Let $\alpha$ and $\beta$ be the roots of the equation $px^2 + qx - r = 0$, where $p \neq 0$. If $p, q,$ and $r$ be the consecutive terms of a non-constant G.P. and \[\frac{1}{\alpha} + \frac{1}{\beta} = \frac{3}{4},\] then the value of $(\alpha - \beta)^2$ is:

• A. \(\frac{80}{9}\)
• B. 9
• C. \(\frac{20}{3}\)
• D. 8

Answer 1

The Correct Option is A

The given quadratic equation is: \[ px^2 + qx - r = 0 \quad \text{with roots } \alpha \text{ and } \beta. \]
The coefficients are given as: \[ p = A, \quad q = AR, \quad r = AR^2. \] 
Substituting these values into the equation: \[ Ax^2 + ARx - AR^2 = 0. \] 
Dividing throughout by $A$, we get: \[ x^2 + Rx - R^2 = 0. \] 
From the roots of the quadratic equation, we know: \[ \frac{1}{\alpha} + \frac{1}{\beta} = \frac{3}{4}. \] 

Using the relationship between the roots and the coefficients of a quadratic equation: \[ \frac{1}{\alpha} + \frac{1}{\beta} = \frac{\alpha + \beta}{\alpha \beta}. \] 
Substituting the values for $\alpha + \beta = -R$ and $\alpha \beta = -R^2$, we get: \[ \frac{\alpha + \beta}{\alpha \beta} = \frac{-R}{-R^2} = \frac{R}{R^2} = \frac{1}{R}. \] 
Equating this to the given value: \[ \frac{1}{R} = \frac{3}{4}. \] 
From this, we find: \[ R = \frac{4}{3}. \] 
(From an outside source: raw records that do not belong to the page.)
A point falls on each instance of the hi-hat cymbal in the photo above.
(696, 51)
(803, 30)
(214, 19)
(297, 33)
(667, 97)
Now, we calculate $(\alpha - \beta)^2$ using the formula: \[ (\alpha - \beta)^2 = (\alpha + \beta)^2 - 4\alpha\beta. \] 
Substituting the known values: \[ \alpha + \beta = -R \quad \text{and} \quad \alpha \beta = -R^2, \] 
we get: \[ (\alpha - \beta)^2 = (-R)^2 - 4(-R^2). \] 

Simplify this expression: \[ (\alpha - \beta)^2 = R^2 - 4(-R^2) = R^2 + 4R^2 = 5R^2. \] 
Substituting $R = \frac{4}{3}$ into the equation: \[ (\alpha - \beta)^2 = 5 \left(\frac{4}{3}\right)^2 = 5 \cdot \frac{16}{9} = \frac{80}{9}. \] 
Thus, the final answer is: \[ (\alpha - \beta)^2 = \frac{80}{9}. \]